What MAJC Is Building

MAJC, which debuted with a culinary council led by James Beard Award-winning chef Andrew Zimmern and Darden Restaurants Chief People Officer Sarah King, is the world’s largest full-service restaurant company, according to a February press release.

The company’s focus sits at the intersection of hiring infrastructure and retention culture, which are two problems operators have historically addressed through separate tools and instinct rather than integrated platforms.

Small operators, in particular, struggle to fill roles across HR, marketing and accounting while competing with better-resourced chains, the release said. Hourly employees often lack clear career advancement tracks, a gap the platform aims to close.

“Hospitality has always been about people, and MAJC understands that technology should support, not replace, that reality,” King said in the release. “By combining AI with the power of an expert community and learning academy, MAJC is democratizing access to software and systems that help operators attract, develop and retain great talent, improving their bottom line and strengthening the entire industry.”

Labor as a Technology Problem

MAJC’s rollout reflects a broader shift in how the restaurant industry is framing its workforce challenge.

Nation’s Restaurant News reported in December that labor shortages dominated operator concerns heading into 2026, with immigration reform and rising costs compounding the pressure.

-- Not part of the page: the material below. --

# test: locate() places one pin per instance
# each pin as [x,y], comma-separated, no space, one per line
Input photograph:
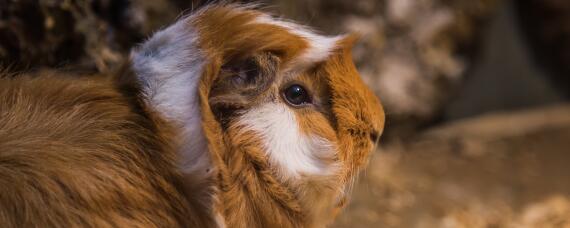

“As restaurant operators navigate rising costs and workforce constraints, AI is emerging as a potentially material lever for long-term growth and sustainability,” Mark Wasilefsky, head of TD Bank’s Restaurant Franchise Finance Group, said in a statement.

The National Restaurant Association found that technology and AI are creating measurable gains in hiring speed, workforce efficiency and scheduling. Multilingual AI-powered hiring tools reduced Chipotle’s application-to-start date from 12 days to 4, nearly doubled applicant flow and pushed application completion rates from roughly 50% to nearly 85%.

Southern Rock Restaurants also uses lightweight digital tools, including QR codes and text-to-apply features, to streamline hiring. Those tools strengthen employee referral programs, long considered one of the restaurant industry’s most reliable recruiting methods, by letting candidates quickly submit applications wherever they are.